The little piglet squeaked and squirmed before eventually falling asleep in our arms, wrapped in her knitted blanket.
Lily is the poster pig for Mt Gnomon Farm, a runt of the litter rescued by owners Guy and Eliza. She now sleeps in their bed and demands food at 2am. And she was part of the welcoming committee when we arrived on the fourth day of our Electrolux Appetite for Excellence produce tour.
It’s all about the pigs at Mt Gnomon Farm and specifically, rare heritage breeds such as Wessex Saddleback. Once a common foraging breed in England, they are now extinct in their homeland but thriving in niche Australian farms. They are placid, easy going animals that produce rich, marbled and intensely flavoursome meat.
“Wessex Saddlebacks is an older breed of pig that are slower growing and mature earlier than commercial breeds”, says Guy. “We’ve started crossing them with Duroc and Hampshire boars. The plan is to breed bigger animals and get better value with every pig”.
Guy and Eliza are a young, energetic couple who are passionate about ethical, sustainable farming. They also have a herd of Traditional Dairy Shorthorn, Scottish Highland and Belted Galloway cows, 60 Shropshire ewes, and a handful of goats and ducks.
“We’ve been smoking our own ham and bacon and making our own chorizo and sausages for six months. With our new facilities here we’re planning to experiment with different breeds, smokes and cures”, says Guy.
They envision long table lunches in summer on the outside deck and cooking classes in the kitchen. Last winter, they planted an orchard of 1000 heritage apples, pears and quinces trees. In three years’ time, they can make traditional cider.

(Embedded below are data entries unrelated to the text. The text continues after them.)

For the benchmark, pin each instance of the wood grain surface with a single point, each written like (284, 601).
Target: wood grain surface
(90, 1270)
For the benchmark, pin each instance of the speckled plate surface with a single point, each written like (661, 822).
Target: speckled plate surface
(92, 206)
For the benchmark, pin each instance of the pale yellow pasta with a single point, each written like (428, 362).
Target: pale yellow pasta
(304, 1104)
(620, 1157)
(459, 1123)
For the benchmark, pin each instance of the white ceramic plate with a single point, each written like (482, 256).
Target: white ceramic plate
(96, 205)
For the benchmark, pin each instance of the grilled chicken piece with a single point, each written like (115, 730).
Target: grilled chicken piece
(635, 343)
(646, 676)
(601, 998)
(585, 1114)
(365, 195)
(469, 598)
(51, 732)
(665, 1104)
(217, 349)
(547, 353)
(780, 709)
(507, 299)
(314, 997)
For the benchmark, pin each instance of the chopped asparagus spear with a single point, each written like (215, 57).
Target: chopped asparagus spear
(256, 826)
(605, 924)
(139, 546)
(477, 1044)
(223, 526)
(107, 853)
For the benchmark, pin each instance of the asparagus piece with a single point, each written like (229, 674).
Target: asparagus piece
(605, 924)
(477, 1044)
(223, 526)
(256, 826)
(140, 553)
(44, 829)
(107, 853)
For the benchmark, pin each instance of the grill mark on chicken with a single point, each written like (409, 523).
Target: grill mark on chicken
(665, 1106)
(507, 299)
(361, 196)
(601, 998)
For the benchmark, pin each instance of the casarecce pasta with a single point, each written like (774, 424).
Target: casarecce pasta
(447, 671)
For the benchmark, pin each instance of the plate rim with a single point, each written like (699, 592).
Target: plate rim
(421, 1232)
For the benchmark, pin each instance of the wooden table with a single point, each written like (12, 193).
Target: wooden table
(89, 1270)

Farm tourism is growing in popularity, particularly in England and Europe where Eliza visited last year on a Churchill Fellowship.
Next it was time to see the farm for ourselves. And to feed 400-odd hungry pigs. We donned our gumboots and tramped through the thick mud up to the pigs’ paddocks.
The pigs are fed once a day, spending the rest of the day foraging. The rich red soil here is high in aluminium and iron oxide and planted with turnip, rape, oats and natural grasses for the pigs to eat. Foraging increases muscle content and a varied diet gives the meat more flavour. Guy also wants to add some saturated fat to their diet, such as whey, eventually by milking their own Dairy Shorthorns.
While Guy distracted the increasingly vocal pigs, we slipped inside the pens and tipped big sacks of grain and bags of chestnuts into their troughs.
“There’s about a quarter of a tonne of feed daily. When it’s really wet and muddy, it can take 2½ hours. Feeding free range pigs is really labour intensive”, says Eliza.
Snuffling away at the troughs, they were as happy as pigs in mud. Literally.
We left them to it and squelched onto higher ground to see the cows. The shaggy-haired, big horned Scottish Highlands were impressive and we kept a safe distance.
Finally, we returned to the centre invigorated by the cold brisk air and ravenous for Eliza’s home-cooked lunch. We feasted on homemade bacon, chorizo and lentil stew, followed by pulled pork fajitas with spicy chutney, and their juicy, chunky sausages with whole fennel seeds and smoked paprika.
George Tomlin is a chef at The Town Mouse in Melbourne. For him, interacting with the pigs and seeing how they live was the most rewarding part of the day. “I think as a chef it’s really important to see where your produce is coming from. How the animals are bred and brought up, and today we got to see that”.
After lunch, we had a final cuddle with Lily, wrapped snuggly in a stripy knitted blanket and looking very much at home.